Retaining the tenants may make the property more attractive to someone buying a rental property – it shows it’s a viable investment, and they don’t need to spend time finding new tenants. Buyers who are looking for their own home will benefit from seeing a furnished house and can have a better idea of what can fit where.
The advantage to you as the vendor is that your rental income continues throughout the sale period.
On the other hand, if your tenants have left, this makes it easier for you to complete any repairs or renovations before the sale.
It will be easier to keep the property tidy for open homes and viewings, and it will be easier to arrange these. The sale process can be faster because you won’t need to consult with tenants about photos, access to the property and viewings.
If you’re selling a tenanted property, clear, timely communication is critical.
The sale process is likely to be stressful to your tenant, especially if there’s any doubt about whether they can stay at the property after the sale. Remember that your tenant has a tenancy agreement that gives them the right to live in the house. You can help make the process less stressful by making sure everyone knows what's happening at every step.
You might consider reducing the rent during the sale period to recognise the inconvenience. A good relationship with your tenant will be helpful later when you discuss access to the property for photography and viewings.
It’s essential to let your tenant know at the beginning of the process, so they are aware of their rights and responsibilities – you must advise them in writing. Consider delivering the letter to your tenant in person so you can talk about the sale and access to the property.
You and your real estate agent, if you have one, need permission from the tenant to access the house for photography, valuation, a building inspection, open homes and viewings. You also need permission from the tenant before publishing marketing that includes any photos of their possessions. When you have agreed to times and dates for access, it’s important to put the schedule in writing and sign it together with the tenant and real estate agent.
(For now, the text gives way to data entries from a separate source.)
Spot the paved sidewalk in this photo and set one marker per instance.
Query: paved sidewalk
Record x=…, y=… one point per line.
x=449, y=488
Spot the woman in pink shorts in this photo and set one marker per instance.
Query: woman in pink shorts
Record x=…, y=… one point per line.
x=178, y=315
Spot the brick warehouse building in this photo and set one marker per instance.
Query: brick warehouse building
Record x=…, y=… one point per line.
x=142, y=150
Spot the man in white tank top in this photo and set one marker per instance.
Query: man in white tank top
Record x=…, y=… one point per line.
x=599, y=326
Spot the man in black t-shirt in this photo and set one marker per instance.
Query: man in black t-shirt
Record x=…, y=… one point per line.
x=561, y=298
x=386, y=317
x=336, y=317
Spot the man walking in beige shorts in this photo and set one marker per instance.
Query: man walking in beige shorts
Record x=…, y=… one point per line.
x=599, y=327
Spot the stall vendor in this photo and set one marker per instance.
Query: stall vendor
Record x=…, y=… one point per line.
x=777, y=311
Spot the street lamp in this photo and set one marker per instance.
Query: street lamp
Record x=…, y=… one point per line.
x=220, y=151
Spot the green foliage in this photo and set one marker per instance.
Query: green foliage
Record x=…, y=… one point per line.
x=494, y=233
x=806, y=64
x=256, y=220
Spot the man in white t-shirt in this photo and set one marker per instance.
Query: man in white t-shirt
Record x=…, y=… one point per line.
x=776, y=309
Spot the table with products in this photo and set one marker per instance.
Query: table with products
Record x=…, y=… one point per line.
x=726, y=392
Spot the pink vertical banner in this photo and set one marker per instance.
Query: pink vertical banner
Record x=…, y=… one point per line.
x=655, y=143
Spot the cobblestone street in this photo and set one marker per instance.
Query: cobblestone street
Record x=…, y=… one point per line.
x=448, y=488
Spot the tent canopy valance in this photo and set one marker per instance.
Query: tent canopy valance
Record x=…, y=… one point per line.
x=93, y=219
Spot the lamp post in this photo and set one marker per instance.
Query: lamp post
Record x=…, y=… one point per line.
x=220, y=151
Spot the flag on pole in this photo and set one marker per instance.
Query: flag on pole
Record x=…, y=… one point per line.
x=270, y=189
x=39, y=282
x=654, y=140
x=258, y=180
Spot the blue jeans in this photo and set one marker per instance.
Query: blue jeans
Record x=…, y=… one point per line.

Your tenants can’t unreasonably refuse access, but they can set conditions about access to the property. They can limit access to specific times and days, and they can ask to be present at open homes – it is also within their rights to refuse open homes at the property.
When the property has been sold, you must tell the tenant the name of the new owner and when they will take over the property. You must also give the new owner a copy of the tenancy agreement.
Different rules apply when a rented property is sold by mortgagee sale. Read more at Tenancy Services.
If the buyer wants the tenant to stay, the agreement for sale and purchase should specify this. The new owner, or their property management company, becomes the landlord.
If the tenant is staying and the buyer requests a pre-settlement inspection, all parties, including the tenant must first agree to the inspection.
You can collect rent until settlement day. If your tenant has paid rent in advance, you will need to pass this on to the buyer.
If Tenancy Services hold the bond, you and the new owner must complete and return the Tenancy Services Change of landlord or agent form. If you hold the bond and pass it on to the new owner, you will not be able to make any claim on the property after settlement.
Periodic tenancy: If the buyer doesn’t want the tenant to stay on and wants them to leave before settlement, it is your responsibility to give your tenant at least 42 days’ written notice to end the periodic tenancy so the house will be empty for the buyer.
Fixed-term lease: If settlement occurs during the term of the lease, the property must be sold with the tenancy and tenants in place. The buyer then becomes the new landlord for the rest of the fixed-term. You may be able to sell the property empty if the tenant agrees, in writing, to end the fixed-term early. Tenancy Services has more information about ending a fixed-term early here.
If the tenancy ends before or on settlement day, the buyer has the right to a pre-settlement inspection. The tenant must agree to the inspection and you must give them reasonable notice.
Selling a property can be stressful for all parties. The best approach is excellent communication with your tenant and an agreed plan that works for both of you. It’s likely you both want the same thing – a smooth process and clarity for your tenants about their home.